Department of Molecular Physiology and Biological Physics, University of Virginia School of Medicine, Charlottesville, VA 22908, USA.
Dev Cell. 2017 May 22;41(4):438-449.e4. doi: 10.1016/j.devcel.2017.04.020.
Yeast use the ring-shaped Dam1 complex to slide down depolymerizing microtubules to move chromosomes, but current models suggest that other eukaryotes do not have a sliding ring. We visualized Ndc80 and Ska complexes on microtubules by electron microscopic tomography to identify the structure of the human kinetochore-microtubule attachment. Ndc80 recruits the Ska complex so that the V shape of the Ska dimer interacts along protofilaments. We identify a mutant of the Ndc80 tail that is deficient in Ska recruitment to kinetochores and in orienting Ska along protofilaments in vitro. This mutant Ndc80 binds microtubules with normal affinity but is deficient in clustering along protofilaments. We propose that Ska is recruited to kinetochores by clusters of Ndc80 proteins and that our structure of Ndc80 and Ska complexes on microtubules suggests a mechanism for metazoan kinetochores to couple the depolymerization of microtubules to power the movement of chromosomes.

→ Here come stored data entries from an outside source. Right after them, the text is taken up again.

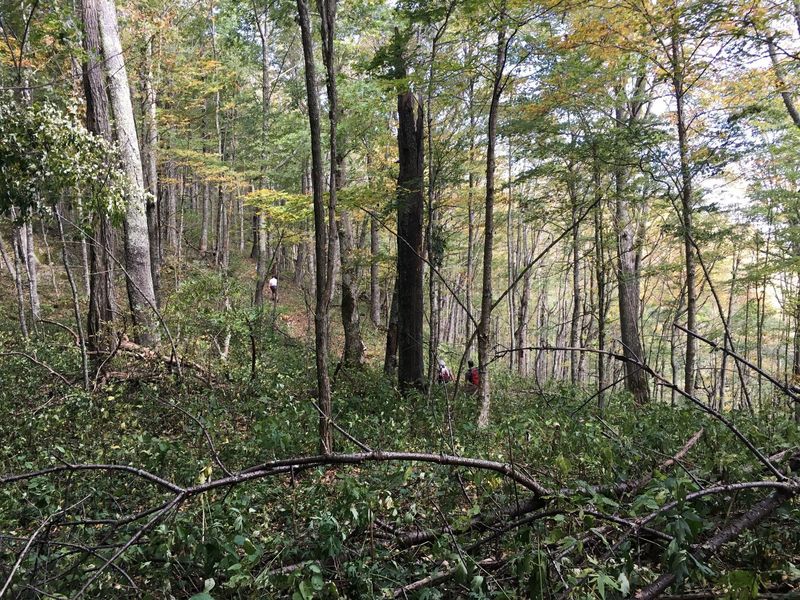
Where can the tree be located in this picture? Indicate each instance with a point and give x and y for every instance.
(484, 324)
(322, 241)
(138, 272)
(410, 205)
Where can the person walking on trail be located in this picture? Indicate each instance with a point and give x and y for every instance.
(273, 288)
(443, 375)
(472, 376)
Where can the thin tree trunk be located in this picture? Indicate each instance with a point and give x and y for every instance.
(351, 322)
(390, 357)
(575, 321)
(98, 122)
(628, 281)
(410, 137)
(320, 249)
(23, 324)
(488, 234)
(374, 282)
(150, 170)
(75, 302)
(685, 191)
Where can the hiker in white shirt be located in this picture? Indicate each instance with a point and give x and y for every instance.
(273, 287)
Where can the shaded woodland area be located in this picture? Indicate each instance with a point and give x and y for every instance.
(597, 204)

酵母利用环形的Dam1复合物沿着解聚的微管下滑以移动染色体,但目前的模型表明其他真核生物没有滑动环。我们通过电子显微镜断层扫描观察了微管上的Ndc80和Ska复合物,以确定人类动粒-微管附着的结构。Ndc80招募Ska复合物,使得Ska二聚体的V形沿着原纤维相互作用。我们鉴定出一种Ndc80尾部的突变体,它在体外向动粒招募Ska以及使Ska沿着原纤维定向方面存在缺陷。这种突变的Ndc80以正常亲和力结合微管,但在沿着原纤维聚集方面存在缺陷。我们提出Ska是由Ndc80蛋白簇招募到动粒的,并且我们在微管上的Ndc80和Ska复合物结构提示了一种后生动物动粒将微管解聚与驱动染色体移动相耦合的机制。